Михайло уложил полукафтанье, затянул мешок и привязал к нему оплечья из веревки.
— Много от тебя, дядя Фома, добра видел. Не забуду.
— И не забывай. Не след доброе забывать. Доброта — она вроде в тепле землю держит. А без тепла от земли и жизни не будет, ничего из нее не поднимется. Вот это и помни. Мир — он большой. И много в нем всякого — и доброго и злого. Ты еще не сказал, кто в волости поручился.
— Банев.
— На себя принял. Как с отцом-то поладит?

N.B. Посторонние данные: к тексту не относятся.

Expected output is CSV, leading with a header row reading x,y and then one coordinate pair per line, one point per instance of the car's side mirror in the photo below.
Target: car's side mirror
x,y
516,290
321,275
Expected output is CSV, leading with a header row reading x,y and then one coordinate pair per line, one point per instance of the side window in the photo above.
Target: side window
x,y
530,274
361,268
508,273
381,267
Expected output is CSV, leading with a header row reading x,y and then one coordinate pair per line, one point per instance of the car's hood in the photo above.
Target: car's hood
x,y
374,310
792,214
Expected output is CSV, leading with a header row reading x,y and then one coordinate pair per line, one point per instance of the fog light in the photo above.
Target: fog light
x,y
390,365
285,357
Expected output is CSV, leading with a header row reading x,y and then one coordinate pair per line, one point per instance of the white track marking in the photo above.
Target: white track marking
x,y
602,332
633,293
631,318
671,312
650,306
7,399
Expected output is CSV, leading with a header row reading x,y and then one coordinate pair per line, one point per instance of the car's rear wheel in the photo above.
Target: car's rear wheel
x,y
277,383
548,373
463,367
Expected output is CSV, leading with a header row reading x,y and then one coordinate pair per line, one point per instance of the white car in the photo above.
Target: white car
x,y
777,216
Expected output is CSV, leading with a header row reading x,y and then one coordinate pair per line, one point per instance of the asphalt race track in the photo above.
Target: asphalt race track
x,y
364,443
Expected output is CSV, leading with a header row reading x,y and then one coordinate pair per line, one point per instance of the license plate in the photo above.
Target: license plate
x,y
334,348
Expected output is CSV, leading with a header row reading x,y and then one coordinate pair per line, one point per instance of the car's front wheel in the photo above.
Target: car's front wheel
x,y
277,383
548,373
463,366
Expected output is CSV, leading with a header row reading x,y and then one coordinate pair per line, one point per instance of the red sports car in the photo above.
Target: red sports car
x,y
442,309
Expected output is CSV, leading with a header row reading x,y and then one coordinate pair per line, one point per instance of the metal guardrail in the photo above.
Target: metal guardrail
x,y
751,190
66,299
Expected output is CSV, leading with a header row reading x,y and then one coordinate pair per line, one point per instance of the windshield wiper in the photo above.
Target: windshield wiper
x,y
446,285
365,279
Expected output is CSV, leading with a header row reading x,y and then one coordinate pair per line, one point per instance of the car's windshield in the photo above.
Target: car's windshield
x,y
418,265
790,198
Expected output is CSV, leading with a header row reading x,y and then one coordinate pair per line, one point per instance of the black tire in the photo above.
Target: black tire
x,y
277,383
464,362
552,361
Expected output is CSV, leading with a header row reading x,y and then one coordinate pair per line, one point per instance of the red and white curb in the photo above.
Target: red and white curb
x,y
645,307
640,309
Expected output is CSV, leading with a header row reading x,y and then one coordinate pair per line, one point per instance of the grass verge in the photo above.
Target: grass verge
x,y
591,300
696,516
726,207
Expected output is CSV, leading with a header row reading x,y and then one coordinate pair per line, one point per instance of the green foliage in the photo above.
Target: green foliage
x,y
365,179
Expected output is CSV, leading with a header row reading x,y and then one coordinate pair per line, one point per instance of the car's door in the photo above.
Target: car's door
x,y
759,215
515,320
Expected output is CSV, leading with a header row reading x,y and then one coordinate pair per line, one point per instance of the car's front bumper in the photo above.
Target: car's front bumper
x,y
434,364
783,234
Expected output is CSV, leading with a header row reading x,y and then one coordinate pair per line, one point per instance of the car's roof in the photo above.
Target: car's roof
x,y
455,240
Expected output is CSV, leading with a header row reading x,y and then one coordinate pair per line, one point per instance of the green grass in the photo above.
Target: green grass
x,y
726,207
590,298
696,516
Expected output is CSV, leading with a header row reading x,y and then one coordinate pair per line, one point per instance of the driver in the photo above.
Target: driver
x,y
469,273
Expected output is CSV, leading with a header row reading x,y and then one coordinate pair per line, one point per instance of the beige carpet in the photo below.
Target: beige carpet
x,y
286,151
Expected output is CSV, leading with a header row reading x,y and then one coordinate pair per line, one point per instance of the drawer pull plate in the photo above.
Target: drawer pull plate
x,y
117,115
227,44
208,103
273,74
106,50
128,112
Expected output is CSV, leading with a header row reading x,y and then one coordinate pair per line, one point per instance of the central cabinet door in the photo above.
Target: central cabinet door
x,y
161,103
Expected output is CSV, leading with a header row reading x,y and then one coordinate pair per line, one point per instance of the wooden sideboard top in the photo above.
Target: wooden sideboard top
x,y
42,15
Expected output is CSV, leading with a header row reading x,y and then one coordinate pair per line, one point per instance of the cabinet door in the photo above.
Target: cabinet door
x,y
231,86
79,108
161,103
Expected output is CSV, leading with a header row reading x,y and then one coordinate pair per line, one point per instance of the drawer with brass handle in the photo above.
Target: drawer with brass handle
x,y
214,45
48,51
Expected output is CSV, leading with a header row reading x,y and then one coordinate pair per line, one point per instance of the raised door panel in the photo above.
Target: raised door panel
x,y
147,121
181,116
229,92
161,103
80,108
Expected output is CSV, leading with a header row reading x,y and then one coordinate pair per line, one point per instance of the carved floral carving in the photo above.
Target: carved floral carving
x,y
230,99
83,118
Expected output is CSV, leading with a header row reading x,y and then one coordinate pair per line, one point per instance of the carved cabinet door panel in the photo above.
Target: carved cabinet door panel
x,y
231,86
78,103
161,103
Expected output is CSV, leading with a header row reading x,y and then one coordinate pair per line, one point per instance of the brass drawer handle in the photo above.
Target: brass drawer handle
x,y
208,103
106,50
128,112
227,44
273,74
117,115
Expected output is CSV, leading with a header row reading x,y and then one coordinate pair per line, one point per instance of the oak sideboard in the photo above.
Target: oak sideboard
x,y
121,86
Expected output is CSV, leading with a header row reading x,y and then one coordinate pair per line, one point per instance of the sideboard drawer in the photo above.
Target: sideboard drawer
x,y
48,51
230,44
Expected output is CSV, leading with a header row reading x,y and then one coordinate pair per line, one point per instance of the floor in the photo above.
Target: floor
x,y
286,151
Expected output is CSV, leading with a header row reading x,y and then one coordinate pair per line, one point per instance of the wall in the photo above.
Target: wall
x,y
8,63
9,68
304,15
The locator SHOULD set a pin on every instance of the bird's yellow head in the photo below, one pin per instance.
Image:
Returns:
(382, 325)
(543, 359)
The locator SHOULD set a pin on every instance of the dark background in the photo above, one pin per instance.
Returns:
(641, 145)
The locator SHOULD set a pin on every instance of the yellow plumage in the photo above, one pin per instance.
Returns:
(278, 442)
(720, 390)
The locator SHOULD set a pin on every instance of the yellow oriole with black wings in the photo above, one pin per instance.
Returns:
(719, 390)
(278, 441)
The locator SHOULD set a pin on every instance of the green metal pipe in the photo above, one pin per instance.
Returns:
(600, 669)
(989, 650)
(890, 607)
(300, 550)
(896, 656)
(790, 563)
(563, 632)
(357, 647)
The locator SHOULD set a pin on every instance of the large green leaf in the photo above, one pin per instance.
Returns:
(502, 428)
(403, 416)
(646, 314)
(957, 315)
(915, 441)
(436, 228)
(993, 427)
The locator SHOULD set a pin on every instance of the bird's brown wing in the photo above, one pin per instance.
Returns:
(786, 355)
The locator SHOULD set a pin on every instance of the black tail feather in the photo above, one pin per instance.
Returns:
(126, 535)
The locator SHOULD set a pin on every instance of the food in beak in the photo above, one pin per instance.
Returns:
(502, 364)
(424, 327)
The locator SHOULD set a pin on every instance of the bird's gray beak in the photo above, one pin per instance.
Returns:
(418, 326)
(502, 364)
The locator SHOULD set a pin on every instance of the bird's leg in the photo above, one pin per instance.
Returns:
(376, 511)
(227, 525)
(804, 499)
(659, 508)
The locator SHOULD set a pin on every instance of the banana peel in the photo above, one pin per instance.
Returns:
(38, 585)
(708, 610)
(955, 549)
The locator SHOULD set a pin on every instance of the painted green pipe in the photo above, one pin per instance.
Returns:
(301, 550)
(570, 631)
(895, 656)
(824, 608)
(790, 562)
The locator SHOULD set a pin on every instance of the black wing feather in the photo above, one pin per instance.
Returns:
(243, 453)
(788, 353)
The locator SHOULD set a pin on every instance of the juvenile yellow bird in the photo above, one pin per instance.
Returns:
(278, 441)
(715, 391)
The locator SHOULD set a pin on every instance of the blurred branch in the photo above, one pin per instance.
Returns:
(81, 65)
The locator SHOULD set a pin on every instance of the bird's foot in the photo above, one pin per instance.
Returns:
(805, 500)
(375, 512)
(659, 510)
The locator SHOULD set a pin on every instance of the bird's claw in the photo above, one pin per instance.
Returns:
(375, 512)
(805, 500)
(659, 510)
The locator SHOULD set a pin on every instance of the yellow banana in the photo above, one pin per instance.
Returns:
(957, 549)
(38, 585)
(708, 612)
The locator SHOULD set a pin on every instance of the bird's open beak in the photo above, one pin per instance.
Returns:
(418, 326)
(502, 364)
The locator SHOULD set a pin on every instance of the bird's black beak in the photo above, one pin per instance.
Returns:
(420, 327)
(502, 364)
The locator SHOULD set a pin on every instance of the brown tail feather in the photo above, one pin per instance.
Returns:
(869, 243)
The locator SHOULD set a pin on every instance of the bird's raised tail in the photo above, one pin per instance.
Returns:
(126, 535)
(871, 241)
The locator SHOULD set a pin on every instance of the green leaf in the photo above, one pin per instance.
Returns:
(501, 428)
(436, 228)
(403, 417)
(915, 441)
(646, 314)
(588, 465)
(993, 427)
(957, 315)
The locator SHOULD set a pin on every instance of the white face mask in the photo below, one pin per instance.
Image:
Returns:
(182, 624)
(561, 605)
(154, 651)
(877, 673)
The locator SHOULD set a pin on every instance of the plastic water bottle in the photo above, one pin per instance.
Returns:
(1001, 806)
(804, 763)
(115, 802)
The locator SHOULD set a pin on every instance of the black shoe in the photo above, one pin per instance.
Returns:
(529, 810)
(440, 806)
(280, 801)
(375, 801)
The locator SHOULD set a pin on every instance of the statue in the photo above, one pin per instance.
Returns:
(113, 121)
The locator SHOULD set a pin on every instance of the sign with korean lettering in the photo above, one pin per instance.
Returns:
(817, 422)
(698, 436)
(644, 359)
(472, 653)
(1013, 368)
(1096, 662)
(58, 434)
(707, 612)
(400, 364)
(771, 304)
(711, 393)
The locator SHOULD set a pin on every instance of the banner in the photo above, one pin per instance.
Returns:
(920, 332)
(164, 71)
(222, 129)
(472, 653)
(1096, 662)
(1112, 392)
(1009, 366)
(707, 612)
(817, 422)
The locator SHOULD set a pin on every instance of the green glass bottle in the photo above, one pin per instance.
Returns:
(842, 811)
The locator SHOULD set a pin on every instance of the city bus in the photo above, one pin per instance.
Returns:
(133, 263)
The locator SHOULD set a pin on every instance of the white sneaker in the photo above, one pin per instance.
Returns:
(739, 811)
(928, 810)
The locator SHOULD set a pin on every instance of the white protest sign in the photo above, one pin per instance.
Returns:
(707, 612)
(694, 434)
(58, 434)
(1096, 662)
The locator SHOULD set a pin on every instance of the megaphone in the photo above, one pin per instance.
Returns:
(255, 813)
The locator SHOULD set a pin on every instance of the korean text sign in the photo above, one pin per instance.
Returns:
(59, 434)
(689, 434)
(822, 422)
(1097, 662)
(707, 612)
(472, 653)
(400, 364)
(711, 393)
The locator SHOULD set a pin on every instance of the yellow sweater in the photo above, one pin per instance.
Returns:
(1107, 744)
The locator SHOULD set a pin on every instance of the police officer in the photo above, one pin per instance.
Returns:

— Единственно он в таком деле с отцом добром и уговорится.
— Стало быть, сейчас. Ну, Михайло…
Шубный обнял Михайлу, и они трижды поцеловались. Вдруг Шубный прислушался и насторожился:
— Слышишь?
— Слышу.
Свистела вьюга. Шубный прислушался опять.
— Крутой полунощник пал. По такому времени в поле не ходят. Может, только-то по весне и найдешь того, кто в поле один сейчас случится.
— Да. В прошлом годе застыл так-то один наш куростровец.
— Стало быть, вот что: оставайся пока у меня. Схороню так, что никто и не найдет. Как кончится буран, пойдешь. Случается, такой быстро к концу приходит. К утру тихо станет. Может, и раньше. Оставайся.
— Зачем же, дядя Фома?
— Михайло, поостерегись.
Шубный кивнул в сторону окна.
— Милостив бог. Да и путь так-то уж знаю. И примета хорошая есть — все двинского берега держаться.
Шубный молча смотрел, как Михайло плотно запахнул полушубок, крепко повязал кушак и надел шапку.
— Всем, от кого добро видел, дядя Фома, поклонись.
— Поклонюсь. Без родительского благословения, Михайло.
— У матери был.
— Ну, мать на хорошее дело благословила бы.
Михайло направился к двери, вскинул на плечи дорожную суму. Шубный взял со стола свечу, вставил ее в фонарь и пошел за Михайлой в сени.
Михайло открыл дверь и шагнул через порог. Ветер ударил с размаху дверь о стену, задул фонарь. Михайло наклонился против валившего с ног ветра, стал боком, прижал правой рукой к лицу поднятый воротник, круто ступил, забирая правой ногой, раз-два, и пошел, упрямо наклонившись вперед, шагая в темноте через метель.